Fahri Hamzah Minta KPK Tobat


Jakarta - Publikasi KPK soal tersangka korupsi Tubagus Chaeri Wardana alias Wawan dalam kasus dugaan tindak pidana pencucian uang (TPPU) dan hubungannya dengan artis-artis membuat sebal Anggota Komisi III DPR, Fahri Hamzah.

Menurut Fahri, dengan demikian, KPK kembali melakukan aksinya mengaitkan dan mempertontonkan hubungan-hubungan gelap seseorang melalui aliran dana yang didapatkan lewat PPATK. Seharusnya dana yang belum terbukti sebagai hasil pidana tidaklah layak alirannya dituduhkan sebagai TPPU atau aliran uang haram.

"Apalagi, KPK kemudian mengungkap soal-soal di luar hukum. Ini adalah kezaliman dan pembentukan opini yang ditujukan untuk menciptakan pengadilan di luar hukum," tegas Fahri.

"Itu modus menghancurkan reputasi, kredibilitas dan moral tersangka agar tidak bisa membela diri dan hancur."

Menurut Politisi PKS itu, sudah terlalu banyak korban akibat tindakan KPK demikian. Misalnya rumah tangga al amin Nasution - Artis kristina, dan tak tertutup Wawan dan istrinya Wali Kota Tangsel Airin juga akan kena.

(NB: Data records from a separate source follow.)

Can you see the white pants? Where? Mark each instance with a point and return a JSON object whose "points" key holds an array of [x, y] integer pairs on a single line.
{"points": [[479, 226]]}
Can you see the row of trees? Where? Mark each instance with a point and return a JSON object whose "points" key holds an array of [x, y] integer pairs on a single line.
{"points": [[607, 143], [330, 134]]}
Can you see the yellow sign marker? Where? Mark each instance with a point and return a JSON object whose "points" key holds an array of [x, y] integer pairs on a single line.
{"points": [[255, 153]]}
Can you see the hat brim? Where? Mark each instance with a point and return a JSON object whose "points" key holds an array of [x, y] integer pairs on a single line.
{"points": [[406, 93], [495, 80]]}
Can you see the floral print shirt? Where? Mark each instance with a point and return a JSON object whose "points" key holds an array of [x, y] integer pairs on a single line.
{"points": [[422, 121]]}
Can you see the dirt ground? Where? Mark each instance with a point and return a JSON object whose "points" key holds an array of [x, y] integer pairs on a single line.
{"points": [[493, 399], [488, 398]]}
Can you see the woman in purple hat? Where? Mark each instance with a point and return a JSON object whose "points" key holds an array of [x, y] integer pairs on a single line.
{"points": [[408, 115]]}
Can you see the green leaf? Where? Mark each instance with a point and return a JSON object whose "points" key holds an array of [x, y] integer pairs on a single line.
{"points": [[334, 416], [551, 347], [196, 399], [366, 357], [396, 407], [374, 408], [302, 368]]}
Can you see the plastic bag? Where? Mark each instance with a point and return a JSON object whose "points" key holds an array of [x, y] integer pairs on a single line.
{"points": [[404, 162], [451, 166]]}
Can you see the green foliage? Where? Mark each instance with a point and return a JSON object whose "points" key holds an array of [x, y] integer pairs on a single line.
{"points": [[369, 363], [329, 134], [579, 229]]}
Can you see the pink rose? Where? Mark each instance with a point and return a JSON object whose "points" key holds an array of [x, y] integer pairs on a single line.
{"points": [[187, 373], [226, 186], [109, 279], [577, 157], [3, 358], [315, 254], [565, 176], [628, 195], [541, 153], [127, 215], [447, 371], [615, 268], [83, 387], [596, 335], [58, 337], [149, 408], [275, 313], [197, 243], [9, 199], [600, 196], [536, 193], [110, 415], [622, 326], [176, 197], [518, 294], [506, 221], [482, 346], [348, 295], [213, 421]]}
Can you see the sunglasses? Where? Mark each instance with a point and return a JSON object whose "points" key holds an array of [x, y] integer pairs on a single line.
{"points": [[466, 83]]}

"Wawan akan mengalami pengadilan moral. Meski dia sama sekali bukan pejabat negara," imbuh Fahri.

Bagi Fahri, dalam hal ini, KPK telah berada di atas hukum karena dalam kampanye memberantas korupsi ini semua dianggap perang. Dan tak ada hukum dalam perang kecuali membuat musuh harus dilumpuhkan dengan cara apapun.

Padahal aliran dana adalah rahasia pribadi, tapi oleh PPATK dan KPK, dijadikan ajang pertunjukan dan strategi humas untuk membuat seru permainan petakumpet korupsi ini.

Menurutnya, Indonesia dalam bahaya besar jika pemberantasan korupsi telah berubah fungsi menjadi perang yang tidak lagi melihat urut dan aturan hukum.

"Tak ada yang bisa diperbaiki dengan perang karena semua sedang dihancurkan. Dan dalam kehancuran institusi negara itulah segelintir orang bersorak sorai," jelas dia.

"Wahai KPK kembalilah kepada negara hukum karena tak ada yang bisa kita selesaikan dengan perang. Hanya hukum dan perdamaian yang bisa selesaikan masalah."

Wawan dikaitkan dengan pemberian uang dan mobil mewah dengan beberapa artis seperti Jennifer Dunn, Andhara Early, Marshanda, dan Catherine Wilson.